United Wa State Army near Myanmar's mountainous border with China are also destroying or cordoning Baptist churches

Bible-school students forcibly recruited by ethnic militia

This file photo is taken on June 26, 2017 shows members of the United Wa State Army taking a rest. The armed group, which has its own autonomous territories on Myanmar's border with China and Thailand, is thought to be one of the largest drug traffickers in Southeast Asia. (Photo by Ye Aung Thu/AFP)

Published: October 15, 2018 10:29 AM GMT

Updated: October 15, 2018 10:30 AM GMT

The United Wa State Army (UWSA) has forcibly recruited 41 male and female students in Shan State near Myanmar's border with China, according to ethnic-Lahu Baptist leaders.

Reverend Lazarus, general secretary of the Lahu Baptist Convention in Kyaing Tong, said 92 Lahu Christians were released recently after signing a pledge that they would only worship privately at home, not in churches.

However, the students were made to join the militia that grew out of the former Communist Party of what was previously called Burma.

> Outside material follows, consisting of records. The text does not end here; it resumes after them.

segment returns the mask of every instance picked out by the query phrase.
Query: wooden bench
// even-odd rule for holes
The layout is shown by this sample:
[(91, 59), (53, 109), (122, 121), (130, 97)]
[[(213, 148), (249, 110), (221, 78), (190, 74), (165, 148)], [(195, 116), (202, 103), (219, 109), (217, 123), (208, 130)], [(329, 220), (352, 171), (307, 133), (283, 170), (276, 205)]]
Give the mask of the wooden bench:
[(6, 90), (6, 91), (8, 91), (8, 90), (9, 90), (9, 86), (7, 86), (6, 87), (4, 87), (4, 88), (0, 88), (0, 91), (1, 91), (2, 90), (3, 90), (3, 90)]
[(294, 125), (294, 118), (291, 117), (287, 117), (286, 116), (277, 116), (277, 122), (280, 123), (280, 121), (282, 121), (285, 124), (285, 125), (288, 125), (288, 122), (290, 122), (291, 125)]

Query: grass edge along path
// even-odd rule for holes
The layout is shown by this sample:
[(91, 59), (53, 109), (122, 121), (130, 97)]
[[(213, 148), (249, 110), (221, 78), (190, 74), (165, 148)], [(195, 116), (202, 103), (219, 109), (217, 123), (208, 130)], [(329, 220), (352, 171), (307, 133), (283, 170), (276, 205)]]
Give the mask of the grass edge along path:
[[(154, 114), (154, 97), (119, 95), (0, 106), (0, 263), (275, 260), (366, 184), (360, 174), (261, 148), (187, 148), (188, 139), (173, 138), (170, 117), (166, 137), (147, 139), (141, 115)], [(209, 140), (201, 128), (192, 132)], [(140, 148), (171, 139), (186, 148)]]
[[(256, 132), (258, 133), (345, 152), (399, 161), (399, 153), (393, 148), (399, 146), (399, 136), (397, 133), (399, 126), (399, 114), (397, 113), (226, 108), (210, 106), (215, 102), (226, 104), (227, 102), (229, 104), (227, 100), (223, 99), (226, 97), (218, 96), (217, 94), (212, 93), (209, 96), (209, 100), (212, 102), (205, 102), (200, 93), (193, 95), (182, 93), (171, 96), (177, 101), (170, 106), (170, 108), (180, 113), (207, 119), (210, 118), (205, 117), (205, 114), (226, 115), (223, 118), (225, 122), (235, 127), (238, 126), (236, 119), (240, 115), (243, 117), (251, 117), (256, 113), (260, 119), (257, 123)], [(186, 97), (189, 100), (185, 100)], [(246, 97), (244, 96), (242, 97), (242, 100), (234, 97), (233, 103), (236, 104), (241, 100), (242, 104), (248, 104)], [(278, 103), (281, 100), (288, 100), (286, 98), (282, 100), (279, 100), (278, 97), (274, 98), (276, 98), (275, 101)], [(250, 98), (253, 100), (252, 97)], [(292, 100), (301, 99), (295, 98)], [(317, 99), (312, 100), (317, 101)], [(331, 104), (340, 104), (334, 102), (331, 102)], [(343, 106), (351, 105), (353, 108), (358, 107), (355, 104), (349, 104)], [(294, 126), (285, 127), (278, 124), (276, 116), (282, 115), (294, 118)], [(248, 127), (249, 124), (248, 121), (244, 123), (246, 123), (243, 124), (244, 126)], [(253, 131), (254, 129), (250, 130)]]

"We heard the students who were studying at a Bible school were assigned to different areas after they were forcibly recruited into the Wa army," Rev. Lazarus told ucanews.com.

He pledged to work for their release and called on the UWSA to set them free.

Rev. Lazarus added that Baptist leaders intended to meet with Lahu political parties and cultural associations to discuss the situation in the Wa hills region where the abductions and detentions had occurred.

Some 52 Lahu Baptist churches remained sealed-off and five had been destroyed.

Rev. Lazarus added that he had no idea of how long the crackdown would last.

He said the lack of religious freedom was the most dire since missionary work started several decades ago, even though there had been some past problems, and that the situation was continuing to deteriorate.

Five Catholic nuns and six lay teachers were expelled from the region by the UWSA as part of a campaign that began Sept. 13 in which the militant group has uprooted so-called "unauthorized" churches.

The UWSA announced that all churches in the region built after 1992 were being deemed to have been illegally constructed.

Only churches built between 1989 and 1992 were being accepted.

The UWSA has banned the construction of new churches and requires that priests and workers in churches be locals, not outsiders.

It has also banned religious teaching in schools in the Wa region, while UWSA functionaries have been forbidden from being members of any religious organization.

The UWSA leadership has also pledged to punish local administration cadres if they support missionary activities.

The Wa region is home to ethnic groups including the Wa, Kachin, Ta'ang, Lahu, Lisu, Kokang and Shan who observe the faiths of Christianity, Buddhism, animism, spirit worship and Islam.

The UWSA has close connections to the communist government of China that has significant economic interests and ambitions in the region. Beijing has long suspected Protestant groups of haboring United-States affiliated spies.

Christians comprise around 30 percent of the estimated 450,000 ethnic Wa.

The 30,000-strong UWSA — Myanmar's largest ethnic army — stands accused of being one of the largest drug-trafficking groups in Southeast Asia.